An FBI bulletin warned of the likelihood of violence from armed protesters in Washington and every state capital between 16 and 20 January, Trump’s last day in office. The president, impeached for the second time for inciting the Capitol attack with lies about a stolen election, remained isolated and silent in the White House on Sunday, reportedly assembling a legal team for his Senate trial.

Christopher Wray, the FBI director, outlined on Thursday threats by rightwing agitators including QAnon and white supremacist groups such as the Proud Boys.

“We are seeing an extensive amount of concerning online chatter,” he said. “One of the real challenges is trying to distinguish what’s aspirational versus what’s intentional.”

As a precaution, Capitol buildings were boarded up and extra law enforcement resources deployed in numerous states. On Saturday, Washington police arrested a Virginia man found with a fake inaugural ID, a loaded handgun and ammunition. The man later told the Washington Post the he had been working security in the capital all week and pulled up to the checkpoint after getting lost. He told the paper he forgot the gun was in his truck and denied having so much ammunition. He was released after an initial court appearance and is due back in court in June, records show.

“We have intelligence that there’s going to be activity around our capital and capitals across the country,” Asa Hutchinson, the Republican governor of Arkansas, told Fox News Sunday. “We’re taking necessary precautions to protect our capital and our citizens. I know some governors have beefed up even more, but I think the deterrent value hopefully has diminished that threat level.”

In Washington, a large area including the White House, the Capitol, the National Mall and several blocks on either side was sealed off by thousands of national guard troops. High steel fences on concrete stands protected government buildings.

In the run-up to the inauguration, troops from DC and neighbouring states will garrison the city. By several measures, it is a bigger response than the aftermath of 9/11. Large numbers of soldiers resting in the corridors of the Capitol have not been seen since the civil war.

The protected area was divided into a highly restricted “red zone” and around that a “green zone” accessible to residents, an echo of the Iraq war, and the fortified government and diplomatic area in central Baghdad.

By lunchtime on Sunday, the city was quiet, with white supremacist militia leaders telling followers to stay away.
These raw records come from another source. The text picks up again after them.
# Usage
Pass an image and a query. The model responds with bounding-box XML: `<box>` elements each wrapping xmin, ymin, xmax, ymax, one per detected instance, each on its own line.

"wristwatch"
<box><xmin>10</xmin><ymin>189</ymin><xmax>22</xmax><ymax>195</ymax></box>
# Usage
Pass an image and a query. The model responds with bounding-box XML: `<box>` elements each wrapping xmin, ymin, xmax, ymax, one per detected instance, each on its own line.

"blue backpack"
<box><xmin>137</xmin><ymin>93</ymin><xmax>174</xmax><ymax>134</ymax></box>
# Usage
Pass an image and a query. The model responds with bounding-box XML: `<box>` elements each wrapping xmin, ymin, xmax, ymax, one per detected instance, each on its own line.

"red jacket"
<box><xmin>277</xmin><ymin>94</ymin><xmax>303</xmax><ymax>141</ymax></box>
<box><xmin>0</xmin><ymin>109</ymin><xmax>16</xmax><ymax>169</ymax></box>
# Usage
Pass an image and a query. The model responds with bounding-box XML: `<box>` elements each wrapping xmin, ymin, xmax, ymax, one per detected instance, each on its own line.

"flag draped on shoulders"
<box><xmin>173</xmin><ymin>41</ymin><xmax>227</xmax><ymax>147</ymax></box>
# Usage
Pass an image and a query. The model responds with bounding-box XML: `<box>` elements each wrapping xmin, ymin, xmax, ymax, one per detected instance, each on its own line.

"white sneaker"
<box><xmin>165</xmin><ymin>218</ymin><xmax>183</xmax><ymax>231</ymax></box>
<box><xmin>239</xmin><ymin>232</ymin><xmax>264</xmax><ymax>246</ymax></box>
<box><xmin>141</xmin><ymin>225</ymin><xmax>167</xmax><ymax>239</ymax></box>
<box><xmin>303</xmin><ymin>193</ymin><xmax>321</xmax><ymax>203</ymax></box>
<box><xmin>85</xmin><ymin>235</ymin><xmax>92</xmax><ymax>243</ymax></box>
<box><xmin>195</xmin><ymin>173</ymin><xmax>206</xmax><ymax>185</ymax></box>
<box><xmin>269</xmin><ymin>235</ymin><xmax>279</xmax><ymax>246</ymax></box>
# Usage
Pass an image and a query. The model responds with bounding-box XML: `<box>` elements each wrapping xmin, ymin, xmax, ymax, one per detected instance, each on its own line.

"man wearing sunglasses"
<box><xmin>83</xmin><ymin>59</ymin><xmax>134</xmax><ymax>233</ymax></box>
A member of the Boogaloo Bois, an anti-government group, speaks to the press in front the Capitol building in Lansing, Michigan, on Sunday.
A member of the Boogaloo Bois, an anti-government group, speaks to the press in front the Capitol building in Lansing, Michigan, on Sunday. Photograph: Seth Herald/AFP/Getty Images

In an email to supporters on Thursday, Stewart Rhodes, the founder of the Oath Keepers, joined other extremists in begging Trump to declare martial law. But he also told supporters they should not gather at state capitols, warning them of “false-flag traps”.
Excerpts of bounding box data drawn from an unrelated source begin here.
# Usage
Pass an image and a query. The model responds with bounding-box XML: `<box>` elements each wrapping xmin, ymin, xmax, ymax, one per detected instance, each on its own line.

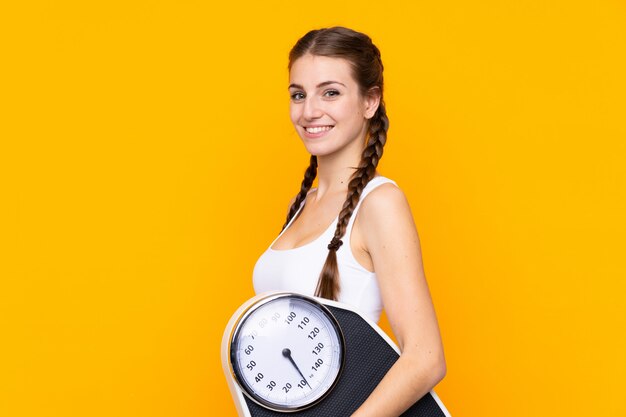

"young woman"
<box><xmin>253</xmin><ymin>27</ymin><xmax>446</xmax><ymax>417</ymax></box>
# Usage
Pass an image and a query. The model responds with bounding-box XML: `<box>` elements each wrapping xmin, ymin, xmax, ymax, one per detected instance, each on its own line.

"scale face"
<box><xmin>229</xmin><ymin>293</ymin><xmax>345</xmax><ymax>412</ymax></box>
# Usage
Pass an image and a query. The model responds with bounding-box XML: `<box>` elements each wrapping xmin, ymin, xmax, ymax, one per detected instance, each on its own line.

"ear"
<box><xmin>363</xmin><ymin>87</ymin><xmax>380</xmax><ymax>120</ymax></box>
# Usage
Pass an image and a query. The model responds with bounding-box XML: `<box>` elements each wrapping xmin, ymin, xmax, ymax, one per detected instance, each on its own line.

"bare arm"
<box><xmin>353</xmin><ymin>185</ymin><xmax>446</xmax><ymax>417</ymax></box>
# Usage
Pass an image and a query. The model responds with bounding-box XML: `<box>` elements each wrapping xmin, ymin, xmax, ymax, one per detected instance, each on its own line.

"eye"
<box><xmin>290</xmin><ymin>91</ymin><xmax>304</xmax><ymax>101</ymax></box>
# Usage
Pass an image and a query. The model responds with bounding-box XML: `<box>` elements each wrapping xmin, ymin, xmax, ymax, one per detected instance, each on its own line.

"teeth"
<box><xmin>305</xmin><ymin>126</ymin><xmax>333</xmax><ymax>133</ymax></box>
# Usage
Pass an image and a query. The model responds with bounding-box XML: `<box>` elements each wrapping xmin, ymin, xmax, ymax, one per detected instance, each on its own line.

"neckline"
<box><xmin>268</xmin><ymin>175</ymin><xmax>386</xmax><ymax>252</ymax></box>
<box><xmin>269</xmin><ymin>208</ymin><xmax>339</xmax><ymax>252</ymax></box>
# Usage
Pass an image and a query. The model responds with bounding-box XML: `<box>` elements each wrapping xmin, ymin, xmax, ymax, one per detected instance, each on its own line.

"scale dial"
<box><xmin>230</xmin><ymin>293</ymin><xmax>344</xmax><ymax>412</ymax></box>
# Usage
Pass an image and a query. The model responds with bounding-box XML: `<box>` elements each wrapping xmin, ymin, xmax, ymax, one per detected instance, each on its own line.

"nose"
<box><xmin>302</xmin><ymin>97</ymin><xmax>323</xmax><ymax>120</ymax></box>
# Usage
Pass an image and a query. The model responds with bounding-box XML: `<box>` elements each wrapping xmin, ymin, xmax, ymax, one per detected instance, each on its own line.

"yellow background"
<box><xmin>0</xmin><ymin>0</ymin><xmax>626</xmax><ymax>417</ymax></box>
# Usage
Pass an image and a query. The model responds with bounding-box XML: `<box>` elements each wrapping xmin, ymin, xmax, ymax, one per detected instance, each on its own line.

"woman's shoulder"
<box><xmin>360</xmin><ymin>176</ymin><xmax>409</xmax><ymax>220</ymax></box>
Enrique Tarrio, the leader of the neo-fascist Proud Boys, told USA Today his group was not mobilising, saying: “I feel like this part of the battle is over.”
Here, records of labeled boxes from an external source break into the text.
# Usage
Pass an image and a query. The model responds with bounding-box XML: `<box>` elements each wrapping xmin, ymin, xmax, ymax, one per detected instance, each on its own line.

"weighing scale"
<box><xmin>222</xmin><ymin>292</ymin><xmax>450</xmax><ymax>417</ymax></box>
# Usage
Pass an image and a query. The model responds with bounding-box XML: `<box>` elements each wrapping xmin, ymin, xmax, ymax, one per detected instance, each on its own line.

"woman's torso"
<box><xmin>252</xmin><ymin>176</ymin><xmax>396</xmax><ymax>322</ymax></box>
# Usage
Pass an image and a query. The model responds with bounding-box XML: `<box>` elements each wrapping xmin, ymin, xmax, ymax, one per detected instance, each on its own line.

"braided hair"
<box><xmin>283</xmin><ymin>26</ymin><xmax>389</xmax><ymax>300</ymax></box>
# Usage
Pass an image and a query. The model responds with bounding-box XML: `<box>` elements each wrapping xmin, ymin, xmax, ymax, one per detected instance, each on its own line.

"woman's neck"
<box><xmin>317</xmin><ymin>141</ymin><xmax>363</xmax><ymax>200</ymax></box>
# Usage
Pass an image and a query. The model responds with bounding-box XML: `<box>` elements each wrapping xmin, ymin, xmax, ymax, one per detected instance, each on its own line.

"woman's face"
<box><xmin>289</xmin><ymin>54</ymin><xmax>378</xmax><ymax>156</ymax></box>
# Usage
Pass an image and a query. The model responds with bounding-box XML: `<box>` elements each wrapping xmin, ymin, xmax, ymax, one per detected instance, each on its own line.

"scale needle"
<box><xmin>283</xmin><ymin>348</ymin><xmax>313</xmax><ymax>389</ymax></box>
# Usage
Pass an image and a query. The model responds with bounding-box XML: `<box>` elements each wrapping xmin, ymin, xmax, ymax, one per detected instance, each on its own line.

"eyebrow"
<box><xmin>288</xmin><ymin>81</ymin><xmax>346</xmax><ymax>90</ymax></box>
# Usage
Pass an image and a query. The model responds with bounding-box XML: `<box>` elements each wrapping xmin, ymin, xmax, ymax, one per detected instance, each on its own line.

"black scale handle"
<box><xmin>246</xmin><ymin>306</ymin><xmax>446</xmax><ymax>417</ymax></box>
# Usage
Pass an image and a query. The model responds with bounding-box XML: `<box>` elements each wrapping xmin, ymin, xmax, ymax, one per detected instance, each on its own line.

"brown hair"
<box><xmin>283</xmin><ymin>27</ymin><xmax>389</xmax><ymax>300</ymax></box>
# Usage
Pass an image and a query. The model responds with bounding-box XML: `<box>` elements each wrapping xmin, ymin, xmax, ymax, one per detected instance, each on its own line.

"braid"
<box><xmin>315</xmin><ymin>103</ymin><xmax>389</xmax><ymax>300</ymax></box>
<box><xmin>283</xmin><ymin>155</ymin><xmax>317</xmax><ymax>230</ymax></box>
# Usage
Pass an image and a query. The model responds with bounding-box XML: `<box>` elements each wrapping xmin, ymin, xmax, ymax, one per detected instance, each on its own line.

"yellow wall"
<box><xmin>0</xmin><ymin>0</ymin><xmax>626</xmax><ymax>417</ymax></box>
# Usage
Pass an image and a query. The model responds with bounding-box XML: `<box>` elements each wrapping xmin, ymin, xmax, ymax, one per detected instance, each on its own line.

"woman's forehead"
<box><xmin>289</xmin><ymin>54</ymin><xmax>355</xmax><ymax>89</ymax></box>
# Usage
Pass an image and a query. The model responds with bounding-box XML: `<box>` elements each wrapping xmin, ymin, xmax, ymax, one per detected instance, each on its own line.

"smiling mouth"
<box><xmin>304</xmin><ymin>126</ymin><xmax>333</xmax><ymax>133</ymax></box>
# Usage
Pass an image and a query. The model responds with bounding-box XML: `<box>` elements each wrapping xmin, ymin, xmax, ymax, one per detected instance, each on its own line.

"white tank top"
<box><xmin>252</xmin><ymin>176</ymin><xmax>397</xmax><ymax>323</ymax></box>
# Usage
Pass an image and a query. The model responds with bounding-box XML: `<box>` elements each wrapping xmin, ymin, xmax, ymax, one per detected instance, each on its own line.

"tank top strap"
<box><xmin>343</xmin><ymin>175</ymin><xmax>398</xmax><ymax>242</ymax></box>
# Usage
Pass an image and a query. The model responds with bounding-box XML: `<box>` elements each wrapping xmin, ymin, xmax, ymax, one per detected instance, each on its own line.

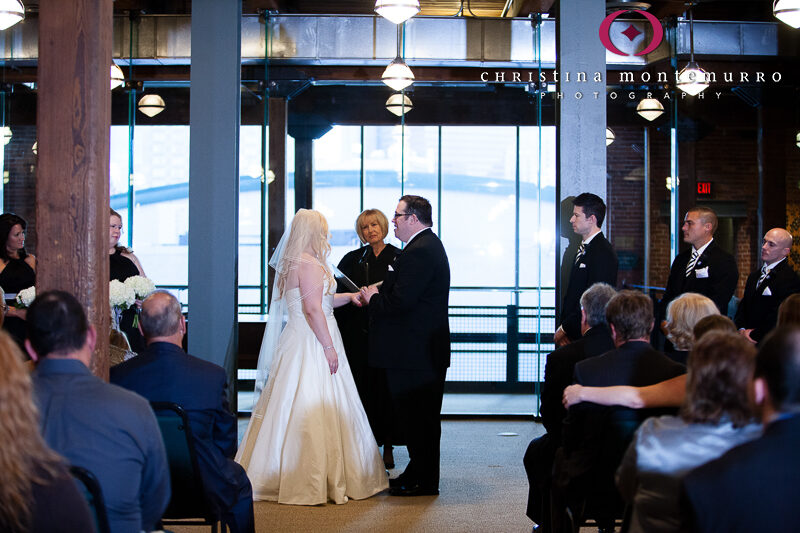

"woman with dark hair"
<box><xmin>334</xmin><ymin>209</ymin><xmax>402</xmax><ymax>468</ymax></box>
<box><xmin>108</xmin><ymin>209</ymin><xmax>145</xmax><ymax>353</ymax></box>
<box><xmin>617</xmin><ymin>331</ymin><xmax>761</xmax><ymax>532</ymax></box>
<box><xmin>0</xmin><ymin>332</ymin><xmax>95</xmax><ymax>533</ymax></box>
<box><xmin>0</xmin><ymin>213</ymin><xmax>36</xmax><ymax>347</ymax></box>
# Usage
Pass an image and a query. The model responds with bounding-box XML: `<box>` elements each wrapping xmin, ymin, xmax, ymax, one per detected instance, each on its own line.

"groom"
<box><xmin>362</xmin><ymin>195</ymin><xmax>450</xmax><ymax>496</ymax></box>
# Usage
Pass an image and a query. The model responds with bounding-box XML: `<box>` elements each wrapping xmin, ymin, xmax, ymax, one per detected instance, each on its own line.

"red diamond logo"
<box><xmin>622</xmin><ymin>24</ymin><xmax>642</xmax><ymax>41</ymax></box>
A majority of respondents in a USA Today/Suffolk poll published on Sunday said they were still expecting violence.

Trump was consumed on Sunday with his Senate trial for “incitement of insurrection”, which could begin as early as Wednesday afternoon.

Jamie Raskin, a Democratic congressman from Maryland and the lead impeachment manager, gave a moving interview to CNN in which he recalled the Capitol riot and remembered his son Tommy, who died on New Year’s Eve at the age of 25.

“When we went to count the electoral college votes and [the Capitol] came under that ludicrous attack, I felt my son with me and I was most concerned with our youngest daughter and my son-in-law, who is married to our other daughter, who were with me that day and who got caught in a room off of the House floor,” he said.

“In between them and me was a rampaging armed mob, that could have killed them easily. These events are personal to me. There was an attack on our country, there was an attack on our people.

“This was the most terrible crime ever by a president of the United States against our country.”